Après neuf ans de présence militaire au Mali, via l'opération Serval puis Barkhane et quasiment six mois après l’annonce du président Emmanuel Macron, les derniers militaires français ont quitté le Mali via la frontière nigérienne.
"Ce jour, à 13H00 (heure de Paris), le dernier détachement de la force Barkhane présent sur le sol malien a franchi la frontière entre le Mali et le Niger. Il provenait de la plateforme opérationnelle désert de Gao, transférée aux forces armées maliennes depuis ce matin", a annoncé l'état-major des armées, se félicitant que ce "défi militaire logistique majeur" ait été "relevé en bon ordre et en sécurité".
Ce retrait, ordonné le 17 février par le président Emmanuel Macron, a mis un terme à près d'une décennie d'intervention militaire française au Mali, plus grosse opération extérieure de la France.
Sur le plan humain, la France a perdu 59 militaires alors que plus de 2.000 civils ont été tués au Mali, Niger et Burkina Faso depuis le début de l'année, soit déjà plus que les 2.021 recensés pour toute l'année 2021, selon les calculs de l'AFP à partir d'une compilation de l'ONG spécialisée Acled.

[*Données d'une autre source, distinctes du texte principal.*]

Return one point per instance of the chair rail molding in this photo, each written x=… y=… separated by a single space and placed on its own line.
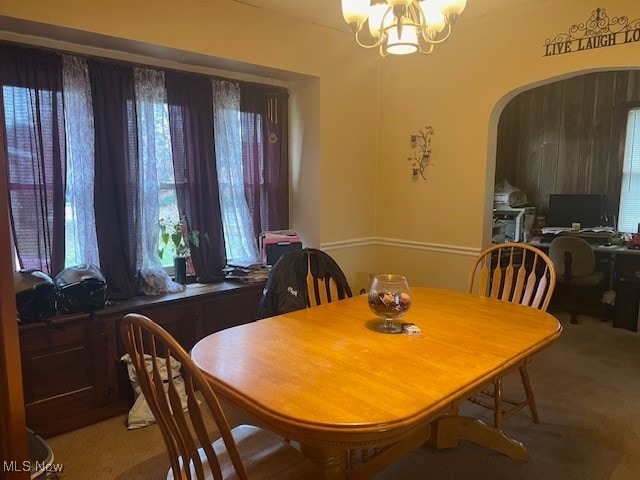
x=399 y=243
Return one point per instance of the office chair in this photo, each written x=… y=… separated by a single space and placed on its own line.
x=242 y=452
x=575 y=264
x=517 y=273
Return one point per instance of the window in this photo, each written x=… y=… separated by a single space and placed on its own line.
x=629 y=213
x=99 y=151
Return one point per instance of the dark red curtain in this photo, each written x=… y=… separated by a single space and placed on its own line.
x=116 y=173
x=33 y=124
x=194 y=162
x=264 y=155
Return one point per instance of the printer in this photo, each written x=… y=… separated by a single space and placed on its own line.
x=516 y=220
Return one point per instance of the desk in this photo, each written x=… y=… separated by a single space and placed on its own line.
x=621 y=264
x=323 y=377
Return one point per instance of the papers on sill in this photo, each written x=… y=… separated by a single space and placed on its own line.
x=248 y=273
x=556 y=230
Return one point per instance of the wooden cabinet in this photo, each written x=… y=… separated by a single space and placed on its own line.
x=72 y=373
x=222 y=311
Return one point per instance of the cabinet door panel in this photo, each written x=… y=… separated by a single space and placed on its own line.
x=230 y=309
x=179 y=320
x=65 y=372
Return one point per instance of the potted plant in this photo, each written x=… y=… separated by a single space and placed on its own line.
x=178 y=237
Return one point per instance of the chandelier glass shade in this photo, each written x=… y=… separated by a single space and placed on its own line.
x=400 y=27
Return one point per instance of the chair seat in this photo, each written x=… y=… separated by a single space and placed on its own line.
x=591 y=280
x=264 y=455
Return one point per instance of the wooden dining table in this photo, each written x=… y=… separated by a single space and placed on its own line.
x=357 y=399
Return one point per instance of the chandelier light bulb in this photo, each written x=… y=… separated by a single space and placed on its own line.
x=401 y=27
x=402 y=38
x=355 y=12
x=376 y=14
x=452 y=7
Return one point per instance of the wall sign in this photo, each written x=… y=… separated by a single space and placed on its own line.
x=597 y=32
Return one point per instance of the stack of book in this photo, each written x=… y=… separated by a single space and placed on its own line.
x=252 y=273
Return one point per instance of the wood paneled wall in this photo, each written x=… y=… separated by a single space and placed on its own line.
x=565 y=137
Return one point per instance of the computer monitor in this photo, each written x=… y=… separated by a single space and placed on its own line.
x=589 y=210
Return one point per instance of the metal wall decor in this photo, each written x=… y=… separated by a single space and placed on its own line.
x=421 y=151
x=597 y=32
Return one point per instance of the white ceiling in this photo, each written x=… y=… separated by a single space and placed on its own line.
x=328 y=13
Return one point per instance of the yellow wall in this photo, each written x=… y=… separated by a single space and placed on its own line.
x=352 y=113
x=460 y=90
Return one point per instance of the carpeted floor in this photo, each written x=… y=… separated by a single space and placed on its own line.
x=587 y=387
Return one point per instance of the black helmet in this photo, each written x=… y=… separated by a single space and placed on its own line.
x=35 y=295
x=81 y=288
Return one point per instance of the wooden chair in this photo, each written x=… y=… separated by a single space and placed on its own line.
x=323 y=289
x=244 y=452
x=575 y=265
x=517 y=273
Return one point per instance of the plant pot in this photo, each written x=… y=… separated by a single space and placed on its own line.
x=180 y=270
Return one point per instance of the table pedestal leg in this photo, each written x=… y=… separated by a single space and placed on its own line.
x=332 y=460
x=448 y=430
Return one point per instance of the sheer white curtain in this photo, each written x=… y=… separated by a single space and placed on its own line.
x=629 y=213
x=240 y=239
x=81 y=244
x=154 y=146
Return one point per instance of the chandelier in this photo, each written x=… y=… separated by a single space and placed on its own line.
x=400 y=27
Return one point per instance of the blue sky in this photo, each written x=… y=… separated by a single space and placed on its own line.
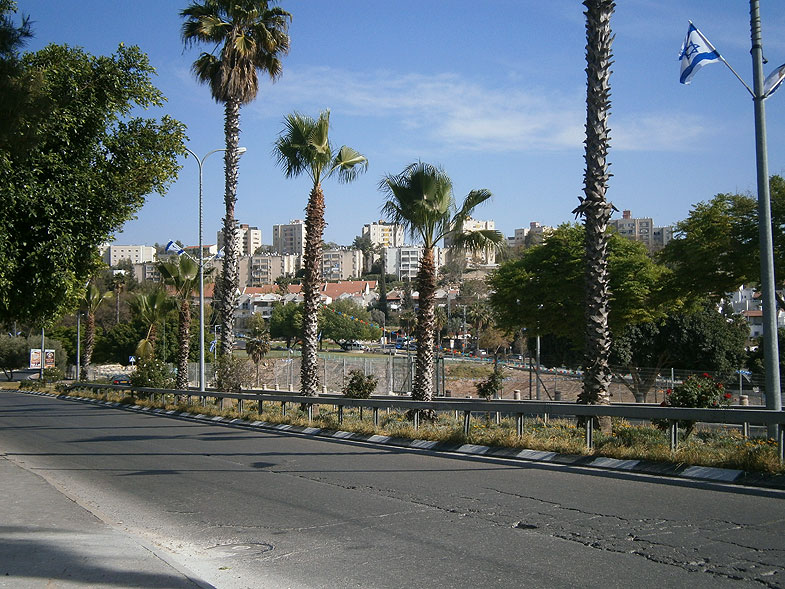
x=492 y=91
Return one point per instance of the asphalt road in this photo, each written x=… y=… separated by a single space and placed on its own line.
x=237 y=508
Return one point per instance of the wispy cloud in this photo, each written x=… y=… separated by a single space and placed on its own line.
x=452 y=112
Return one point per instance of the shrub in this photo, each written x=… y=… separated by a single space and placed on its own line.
x=491 y=386
x=232 y=373
x=696 y=391
x=152 y=373
x=53 y=375
x=359 y=385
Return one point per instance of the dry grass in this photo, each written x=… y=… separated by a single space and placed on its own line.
x=718 y=448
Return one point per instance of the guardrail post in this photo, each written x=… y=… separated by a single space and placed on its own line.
x=590 y=433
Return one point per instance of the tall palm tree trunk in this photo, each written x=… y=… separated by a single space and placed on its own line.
x=424 y=331
x=185 y=344
x=595 y=209
x=89 y=344
x=314 y=229
x=231 y=275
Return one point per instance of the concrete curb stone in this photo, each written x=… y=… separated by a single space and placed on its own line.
x=684 y=471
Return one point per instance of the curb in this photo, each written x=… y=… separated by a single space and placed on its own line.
x=682 y=471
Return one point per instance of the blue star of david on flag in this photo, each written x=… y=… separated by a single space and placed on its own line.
x=696 y=52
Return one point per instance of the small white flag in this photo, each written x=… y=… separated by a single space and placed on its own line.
x=172 y=246
x=773 y=81
x=696 y=52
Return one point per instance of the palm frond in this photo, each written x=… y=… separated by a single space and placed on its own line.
x=348 y=164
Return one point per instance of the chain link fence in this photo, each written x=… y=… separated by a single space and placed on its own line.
x=459 y=378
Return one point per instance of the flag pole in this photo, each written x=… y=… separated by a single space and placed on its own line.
x=723 y=60
x=768 y=286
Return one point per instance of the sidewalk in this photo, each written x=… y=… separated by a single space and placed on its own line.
x=47 y=540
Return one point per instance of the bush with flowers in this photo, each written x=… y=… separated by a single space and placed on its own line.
x=700 y=391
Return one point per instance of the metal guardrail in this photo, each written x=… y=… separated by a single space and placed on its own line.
x=743 y=416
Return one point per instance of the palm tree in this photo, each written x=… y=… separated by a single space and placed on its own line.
x=593 y=207
x=303 y=147
x=183 y=275
x=92 y=300
x=258 y=344
x=252 y=36
x=151 y=308
x=421 y=200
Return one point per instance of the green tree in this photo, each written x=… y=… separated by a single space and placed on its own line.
x=151 y=308
x=258 y=344
x=92 y=300
x=345 y=321
x=183 y=275
x=252 y=36
x=542 y=291
x=420 y=199
x=286 y=322
x=303 y=147
x=78 y=168
x=715 y=250
x=702 y=340
x=594 y=208
x=14 y=354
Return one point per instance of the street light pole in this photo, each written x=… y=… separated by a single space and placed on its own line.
x=200 y=163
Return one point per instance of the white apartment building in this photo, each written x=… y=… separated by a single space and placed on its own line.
x=341 y=264
x=384 y=234
x=137 y=254
x=483 y=258
x=249 y=239
x=404 y=262
x=289 y=238
x=266 y=268
x=643 y=230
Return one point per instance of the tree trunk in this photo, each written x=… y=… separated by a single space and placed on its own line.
x=595 y=209
x=231 y=277
x=89 y=344
x=424 y=332
x=185 y=344
x=314 y=229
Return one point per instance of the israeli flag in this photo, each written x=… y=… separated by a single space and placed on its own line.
x=696 y=52
x=773 y=81
x=172 y=246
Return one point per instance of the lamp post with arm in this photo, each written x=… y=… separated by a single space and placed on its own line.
x=200 y=163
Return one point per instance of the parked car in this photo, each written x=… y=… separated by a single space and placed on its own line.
x=121 y=379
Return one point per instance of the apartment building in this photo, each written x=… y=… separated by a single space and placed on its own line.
x=289 y=238
x=341 y=264
x=384 y=234
x=266 y=268
x=136 y=254
x=485 y=257
x=642 y=229
x=248 y=239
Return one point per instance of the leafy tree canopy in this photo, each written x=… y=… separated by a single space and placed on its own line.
x=74 y=166
x=341 y=328
x=543 y=290
x=716 y=249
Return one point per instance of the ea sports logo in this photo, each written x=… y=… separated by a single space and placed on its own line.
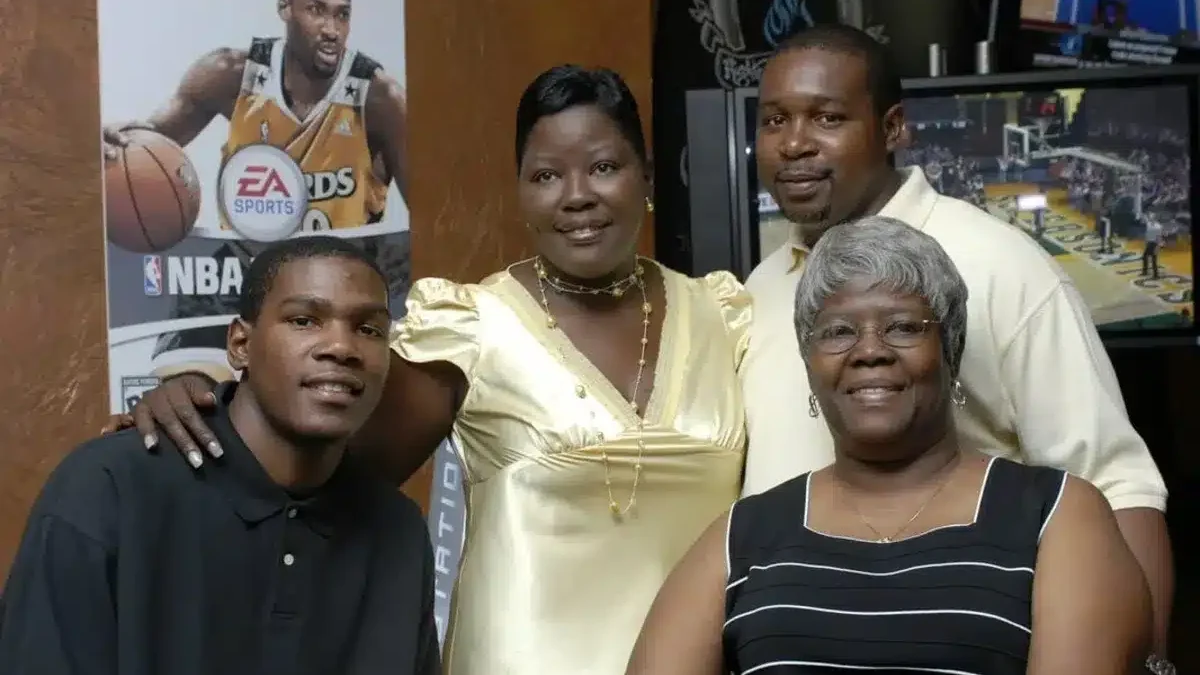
x=262 y=193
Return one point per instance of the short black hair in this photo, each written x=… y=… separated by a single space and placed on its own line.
x=882 y=78
x=567 y=87
x=267 y=266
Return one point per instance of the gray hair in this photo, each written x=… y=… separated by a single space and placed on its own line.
x=885 y=252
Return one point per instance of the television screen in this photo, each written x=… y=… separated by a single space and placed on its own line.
x=1098 y=177
x=1085 y=33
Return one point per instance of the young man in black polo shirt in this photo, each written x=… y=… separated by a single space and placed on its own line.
x=283 y=556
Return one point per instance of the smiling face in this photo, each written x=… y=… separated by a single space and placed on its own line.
x=582 y=191
x=317 y=353
x=880 y=400
x=822 y=147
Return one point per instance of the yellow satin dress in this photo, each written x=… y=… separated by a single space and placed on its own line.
x=552 y=583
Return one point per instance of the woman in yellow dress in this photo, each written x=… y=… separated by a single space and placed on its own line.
x=592 y=394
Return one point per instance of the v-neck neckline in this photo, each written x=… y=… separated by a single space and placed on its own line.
x=559 y=345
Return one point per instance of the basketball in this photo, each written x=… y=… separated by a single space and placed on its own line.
x=151 y=193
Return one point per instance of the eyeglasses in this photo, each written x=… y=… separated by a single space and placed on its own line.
x=838 y=338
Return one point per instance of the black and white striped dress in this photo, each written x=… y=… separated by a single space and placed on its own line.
x=955 y=601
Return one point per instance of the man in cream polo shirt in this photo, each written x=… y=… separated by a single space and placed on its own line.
x=1038 y=384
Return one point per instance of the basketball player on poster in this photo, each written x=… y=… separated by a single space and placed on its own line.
x=331 y=108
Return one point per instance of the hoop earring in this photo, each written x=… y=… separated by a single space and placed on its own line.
x=958 y=396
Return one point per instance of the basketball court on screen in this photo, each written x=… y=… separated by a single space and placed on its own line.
x=1056 y=163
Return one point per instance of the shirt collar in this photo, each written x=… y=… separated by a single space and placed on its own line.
x=912 y=203
x=257 y=497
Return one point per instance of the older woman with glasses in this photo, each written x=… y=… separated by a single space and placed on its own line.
x=910 y=553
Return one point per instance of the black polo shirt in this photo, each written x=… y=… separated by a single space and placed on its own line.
x=132 y=563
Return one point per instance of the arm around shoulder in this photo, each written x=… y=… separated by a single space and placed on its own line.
x=435 y=352
x=682 y=634
x=1091 y=604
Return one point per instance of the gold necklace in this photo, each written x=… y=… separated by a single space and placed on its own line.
x=888 y=538
x=617 y=288
x=640 y=282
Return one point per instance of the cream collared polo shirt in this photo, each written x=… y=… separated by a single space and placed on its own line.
x=1039 y=386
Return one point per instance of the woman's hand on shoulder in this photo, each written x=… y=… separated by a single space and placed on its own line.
x=173 y=407
x=1091 y=603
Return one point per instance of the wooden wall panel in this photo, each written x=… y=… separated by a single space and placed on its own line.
x=468 y=61
x=53 y=360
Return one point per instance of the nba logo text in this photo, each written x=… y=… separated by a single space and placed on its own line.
x=151 y=275
x=262 y=193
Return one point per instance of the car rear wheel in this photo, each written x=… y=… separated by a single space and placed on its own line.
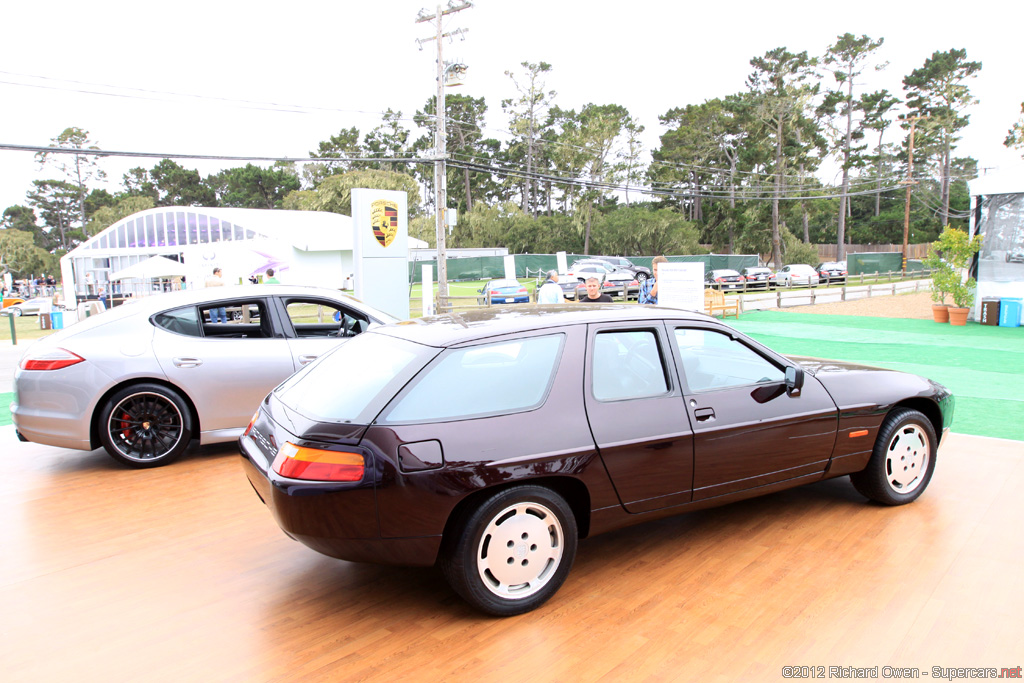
x=902 y=461
x=145 y=425
x=512 y=552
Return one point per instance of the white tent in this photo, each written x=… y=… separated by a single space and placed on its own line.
x=157 y=266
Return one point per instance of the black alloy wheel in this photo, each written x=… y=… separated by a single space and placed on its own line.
x=145 y=425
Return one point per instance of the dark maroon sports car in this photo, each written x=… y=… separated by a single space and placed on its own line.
x=489 y=441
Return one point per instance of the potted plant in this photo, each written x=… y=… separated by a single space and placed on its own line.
x=942 y=278
x=958 y=249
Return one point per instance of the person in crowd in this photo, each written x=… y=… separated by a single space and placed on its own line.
x=216 y=280
x=550 y=292
x=648 y=290
x=594 y=293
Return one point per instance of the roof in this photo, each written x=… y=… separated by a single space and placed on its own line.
x=306 y=230
x=482 y=323
x=147 y=305
x=1009 y=181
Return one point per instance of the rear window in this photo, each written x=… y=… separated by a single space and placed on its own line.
x=487 y=379
x=353 y=382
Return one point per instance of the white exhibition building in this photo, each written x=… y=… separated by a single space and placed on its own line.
x=179 y=247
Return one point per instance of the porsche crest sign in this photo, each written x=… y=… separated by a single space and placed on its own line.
x=384 y=221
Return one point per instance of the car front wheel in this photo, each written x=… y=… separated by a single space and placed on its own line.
x=145 y=425
x=512 y=552
x=902 y=461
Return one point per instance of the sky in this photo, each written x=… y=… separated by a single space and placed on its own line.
x=328 y=66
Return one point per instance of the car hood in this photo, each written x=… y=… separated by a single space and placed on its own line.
x=854 y=385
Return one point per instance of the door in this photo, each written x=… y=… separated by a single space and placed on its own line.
x=749 y=430
x=637 y=416
x=225 y=368
x=318 y=325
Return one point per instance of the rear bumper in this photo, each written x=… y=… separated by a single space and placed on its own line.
x=336 y=519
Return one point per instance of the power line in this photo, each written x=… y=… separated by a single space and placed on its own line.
x=154 y=155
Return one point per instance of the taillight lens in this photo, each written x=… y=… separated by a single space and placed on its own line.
x=297 y=462
x=54 y=358
x=251 y=423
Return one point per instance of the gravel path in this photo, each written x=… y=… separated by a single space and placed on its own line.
x=912 y=305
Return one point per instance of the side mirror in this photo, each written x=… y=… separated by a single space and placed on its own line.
x=794 y=380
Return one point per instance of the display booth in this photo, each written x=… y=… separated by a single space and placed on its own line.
x=998 y=267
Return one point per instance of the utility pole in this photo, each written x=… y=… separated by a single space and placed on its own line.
x=909 y=182
x=440 y=139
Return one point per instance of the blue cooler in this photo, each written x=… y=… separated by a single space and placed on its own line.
x=1010 y=312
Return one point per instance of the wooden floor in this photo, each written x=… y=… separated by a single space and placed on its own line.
x=179 y=573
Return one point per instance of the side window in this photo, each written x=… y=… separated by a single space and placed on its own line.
x=179 y=321
x=489 y=379
x=324 y=318
x=236 y=319
x=714 y=360
x=627 y=365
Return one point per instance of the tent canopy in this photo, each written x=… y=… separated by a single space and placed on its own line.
x=156 y=266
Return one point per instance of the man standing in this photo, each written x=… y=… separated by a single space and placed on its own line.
x=550 y=292
x=648 y=290
x=594 y=293
x=216 y=280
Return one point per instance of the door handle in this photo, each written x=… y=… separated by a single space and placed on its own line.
x=704 y=414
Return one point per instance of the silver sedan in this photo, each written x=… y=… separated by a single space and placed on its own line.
x=145 y=379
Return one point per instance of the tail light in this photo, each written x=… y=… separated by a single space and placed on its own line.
x=297 y=462
x=54 y=358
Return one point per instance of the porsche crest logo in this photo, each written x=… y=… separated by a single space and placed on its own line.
x=384 y=219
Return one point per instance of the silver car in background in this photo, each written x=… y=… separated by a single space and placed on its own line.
x=145 y=379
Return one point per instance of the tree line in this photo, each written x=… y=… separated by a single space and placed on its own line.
x=736 y=172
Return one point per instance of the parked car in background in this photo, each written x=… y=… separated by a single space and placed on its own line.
x=757 y=276
x=145 y=379
x=623 y=263
x=503 y=291
x=581 y=270
x=571 y=288
x=29 y=307
x=620 y=281
x=613 y=281
x=492 y=440
x=797 y=273
x=724 y=279
x=832 y=271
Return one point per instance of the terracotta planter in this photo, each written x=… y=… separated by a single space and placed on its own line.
x=940 y=312
x=957 y=315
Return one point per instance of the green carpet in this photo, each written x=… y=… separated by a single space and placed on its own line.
x=5 y=399
x=983 y=366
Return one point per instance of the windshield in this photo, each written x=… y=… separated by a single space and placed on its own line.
x=354 y=381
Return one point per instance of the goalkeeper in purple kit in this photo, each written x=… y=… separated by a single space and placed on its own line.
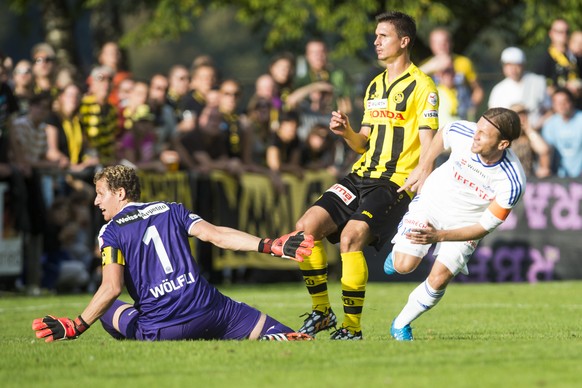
x=145 y=247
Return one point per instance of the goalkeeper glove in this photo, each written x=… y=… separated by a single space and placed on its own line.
x=53 y=329
x=292 y=246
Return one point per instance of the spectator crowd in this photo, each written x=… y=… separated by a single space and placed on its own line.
x=58 y=128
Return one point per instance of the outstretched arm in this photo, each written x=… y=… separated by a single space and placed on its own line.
x=340 y=125
x=53 y=328
x=292 y=246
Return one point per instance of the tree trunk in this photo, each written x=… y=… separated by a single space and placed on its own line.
x=58 y=28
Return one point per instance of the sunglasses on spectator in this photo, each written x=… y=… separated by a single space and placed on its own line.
x=102 y=77
x=44 y=60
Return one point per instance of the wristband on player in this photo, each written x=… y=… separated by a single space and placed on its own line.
x=265 y=245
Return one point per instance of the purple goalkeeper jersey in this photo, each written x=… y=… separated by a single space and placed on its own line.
x=160 y=272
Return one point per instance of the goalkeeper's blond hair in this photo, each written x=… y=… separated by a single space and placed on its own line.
x=118 y=177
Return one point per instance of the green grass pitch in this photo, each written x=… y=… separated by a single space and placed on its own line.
x=480 y=335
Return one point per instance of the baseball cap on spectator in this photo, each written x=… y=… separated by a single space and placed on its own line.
x=99 y=73
x=513 y=55
x=43 y=48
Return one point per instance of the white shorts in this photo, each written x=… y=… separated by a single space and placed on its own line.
x=452 y=254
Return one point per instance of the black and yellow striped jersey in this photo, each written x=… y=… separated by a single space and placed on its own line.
x=396 y=112
x=100 y=125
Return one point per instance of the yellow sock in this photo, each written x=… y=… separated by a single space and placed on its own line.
x=314 y=271
x=354 y=279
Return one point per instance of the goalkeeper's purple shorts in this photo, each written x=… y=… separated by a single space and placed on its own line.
x=233 y=321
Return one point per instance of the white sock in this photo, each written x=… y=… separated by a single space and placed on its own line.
x=423 y=298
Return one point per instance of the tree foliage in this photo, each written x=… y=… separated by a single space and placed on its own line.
x=349 y=25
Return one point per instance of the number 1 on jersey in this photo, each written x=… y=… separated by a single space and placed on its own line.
x=152 y=234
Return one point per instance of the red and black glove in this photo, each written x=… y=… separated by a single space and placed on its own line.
x=292 y=246
x=54 y=329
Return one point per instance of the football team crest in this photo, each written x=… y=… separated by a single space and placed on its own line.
x=433 y=99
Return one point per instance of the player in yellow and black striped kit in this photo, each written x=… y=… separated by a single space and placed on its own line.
x=365 y=207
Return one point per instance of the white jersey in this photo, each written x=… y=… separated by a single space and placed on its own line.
x=459 y=191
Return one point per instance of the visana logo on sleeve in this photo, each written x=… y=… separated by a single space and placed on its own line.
x=433 y=99
x=430 y=114
x=143 y=214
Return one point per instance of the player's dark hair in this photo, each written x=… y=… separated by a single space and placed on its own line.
x=403 y=24
x=506 y=121
x=118 y=177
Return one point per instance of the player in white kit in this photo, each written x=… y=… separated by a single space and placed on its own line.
x=461 y=201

Alors que l’objectif de l’opération était de lutter contre la progression des groupes terroristes dans la région, le bilan dressé des opérations militaires reste mitigé voire négatif au regard des objectifs affichés lors du lancement de l’opération en 2014, dont “stopper l’offensive des groupes armés terroristes vers Bamako”.
Si Paris refuse de qualifier les opérations françaises au Mali d’échec et ce malgré près d’une décenie de présence militaire, la question du terrorisme reste pourtant toujours une priorité pour le Mali.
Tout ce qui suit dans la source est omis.